By: Mizuno Race Team Member, Serena Burla
If you have been a runner for long enough you’ve probably faced times in your running career where your running or attitude towards running has been knocked off track. You might call it a rough patch, rut, funk, blah period, or having a tough time getting out the door stint; although I’m sure it goes by many other names. The good news is these periods don’t have to last forever and you can equip yourself with tools to help you get back on track when they arise!
Unless you are superhuman (and if you are can I please meet you and what other cool super powers do you have?) you are going to face some ebb and flow throughout your training cycles and career as a runner. You do, however, have a choice when “struggling” with your running. You can A) feel sorry for yourself and mope, stop running, give in, drown your running sorrows in donuts and derail, or B) realize the only way out is through mindset and forge on looking for joy in your running. I recommend choice B.
If you find yourself with a little bit of your teenage rebellion attitude lingering towards running be patient and remember you might not have 100 percent control over the physical state of your body but if you try really hard you can control the mental side. *Note to self: file this away and apply during my next rough patch.*
Alter your attitude. Take an honest look at what you are struggling with and identify several ways to refocus.
Find ways to press the running refresh button. Do you need to vary your route? I recommend going to a state or county park with trails because the beauty of nature is always good for the soul. It could be as simple as running the loop you normally do backwards for a fresh perspective.
Consider meeting someone to run. I have noticed that when I meet up with a good friend, or a group, my mind is taken to different places and my attitude improves. If you have an easy day, call someone who typically runs a little slower than you to encourage them on their run. Meet up with someone faster and challenge yourself to stay with them for a set amount of time.

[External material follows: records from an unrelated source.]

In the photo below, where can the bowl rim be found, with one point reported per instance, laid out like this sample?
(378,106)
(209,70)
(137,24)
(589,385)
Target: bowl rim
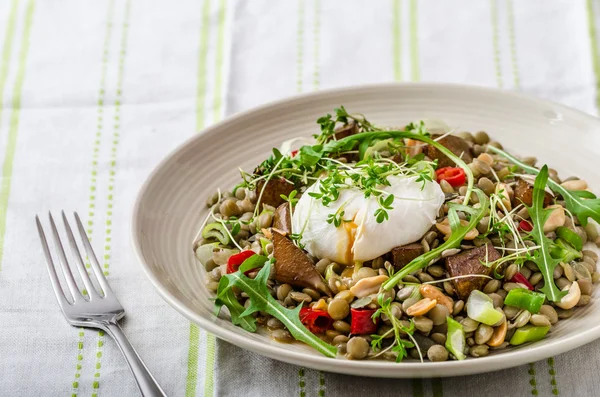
(529,353)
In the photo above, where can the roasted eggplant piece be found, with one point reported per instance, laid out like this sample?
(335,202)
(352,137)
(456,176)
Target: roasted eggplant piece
(524,194)
(294,267)
(471,262)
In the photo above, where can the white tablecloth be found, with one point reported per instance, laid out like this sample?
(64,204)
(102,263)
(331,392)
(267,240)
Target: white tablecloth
(94,93)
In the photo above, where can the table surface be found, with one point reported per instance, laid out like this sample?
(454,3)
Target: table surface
(94,93)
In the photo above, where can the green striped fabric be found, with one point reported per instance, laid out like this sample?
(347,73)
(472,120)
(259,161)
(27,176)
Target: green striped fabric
(94,94)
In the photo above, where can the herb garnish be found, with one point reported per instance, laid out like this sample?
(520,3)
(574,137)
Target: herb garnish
(399,345)
(542,258)
(261,300)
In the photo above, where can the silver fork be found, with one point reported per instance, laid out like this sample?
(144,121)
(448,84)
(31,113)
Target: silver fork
(100,309)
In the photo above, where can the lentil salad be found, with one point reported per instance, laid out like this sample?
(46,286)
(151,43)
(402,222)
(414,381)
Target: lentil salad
(498,262)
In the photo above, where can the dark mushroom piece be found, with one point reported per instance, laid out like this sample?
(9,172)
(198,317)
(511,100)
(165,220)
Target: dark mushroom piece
(282,219)
(471,262)
(294,267)
(346,130)
(403,255)
(456,145)
(273,189)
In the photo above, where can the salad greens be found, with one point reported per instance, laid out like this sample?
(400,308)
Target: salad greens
(542,258)
(458,233)
(261,300)
(399,345)
(582,204)
(455,339)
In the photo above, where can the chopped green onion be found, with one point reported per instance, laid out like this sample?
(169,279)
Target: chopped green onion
(263,243)
(525,299)
(204,252)
(528,333)
(455,339)
(564,251)
(571,237)
(216,231)
(480,307)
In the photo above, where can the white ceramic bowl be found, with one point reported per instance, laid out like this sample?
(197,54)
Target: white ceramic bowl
(171,206)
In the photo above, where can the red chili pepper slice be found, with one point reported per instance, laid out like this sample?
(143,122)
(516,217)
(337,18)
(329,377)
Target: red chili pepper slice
(362,323)
(455,176)
(525,226)
(234,261)
(317,321)
(519,278)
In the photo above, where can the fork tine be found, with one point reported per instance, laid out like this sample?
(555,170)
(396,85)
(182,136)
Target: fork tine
(64,263)
(58,291)
(79,261)
(92,256)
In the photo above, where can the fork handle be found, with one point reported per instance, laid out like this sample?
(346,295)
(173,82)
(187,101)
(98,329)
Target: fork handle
(144,379)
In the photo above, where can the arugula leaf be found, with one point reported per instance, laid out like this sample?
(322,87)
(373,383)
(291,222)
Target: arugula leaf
(261,300)
(366,138)
(542,258)
(226,297)
(310,155)
(582,204)
(399,345)
(458,233)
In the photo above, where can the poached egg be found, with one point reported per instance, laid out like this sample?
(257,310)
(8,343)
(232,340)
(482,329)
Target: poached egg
(360,237)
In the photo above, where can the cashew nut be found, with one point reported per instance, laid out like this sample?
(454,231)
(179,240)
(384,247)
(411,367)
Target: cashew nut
(577,184)
(570,300)
(499,334)
(368,286)
(446,230)
(556,219)
(421,307)
(506,192)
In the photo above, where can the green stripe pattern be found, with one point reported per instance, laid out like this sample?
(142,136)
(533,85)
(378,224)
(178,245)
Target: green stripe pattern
(496,41)
(417,385)
(594,49)
(194,340)
(301,382)
(75,384)
(100,125)
(112,169)
(300,46)
(94,178)
(6,52)
(218,99)
(317,44)
(437,387)
(513,43)
(13,129)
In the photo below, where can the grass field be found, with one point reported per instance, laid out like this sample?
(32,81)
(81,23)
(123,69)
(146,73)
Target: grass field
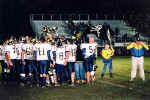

Inspire at any speed. See if you can volunteer to run with a local schools track, cross country team, or running club, they have athletes of all abilities. Making your running about something more than yourself could be just what the doctor ordered. The past month I have been pen pals with an elementary school running club through the Kids of STEEL program in association with the Pittsburgh marathon. Sharing my deep love of running with them and getting their fresh perspective, energy, and simple joy for running has been incredibly positive for me.
Take a look at your training plan. You might also want to look at your training plan and what is going on in your life. We don’t live in a bubble and yet again forget we are human; sleep, nutrition and stress can deeply impact our running. Are you tired? Do you need a recovery week? Do you need to get more sleep? Eliminate some outside life stressors? Do you need to take a day off or cross train? Do you need to freshen up your runs?
Don’t let your pace or mileage dictate the quality of your run. If you sense this happening, ditch the tracking device and run for time and your own perceived effort. Or don’t wear a watch at all! This could be the freedom you were looking for. Choose days to listen to your body and don’t gauge your run by how fast, slow, or how far you made it.
Run with family. Sometimes you just need some extra support from loved ones. This summer I had a rough string of days and decided to invite my son to bike with me while I ran. It was just the spark I needed to get my butt back in gear.
Remember : You are not alone! We all experience these feelings every now and then. Without these lulls in running, however, you wouldn’t appreciate those really great days to the full extent. So rejoice, rejoice, in all things rejoice and give thanks. Get yourself back up on those tracks, forge ahead, and find the light at the end of the tunnel.
Serena Burla is a marathoner, mother and cancer survivor. She has numerous top three finishes in US Championships, including 1st place at the 2014 US 1/2 Marathon Championships, and international marathons, 2nd at the 2103 Amsterdam Marathon. Most recently, Serena finished an impressive 8th place at the USA Olympic Marathon Trials.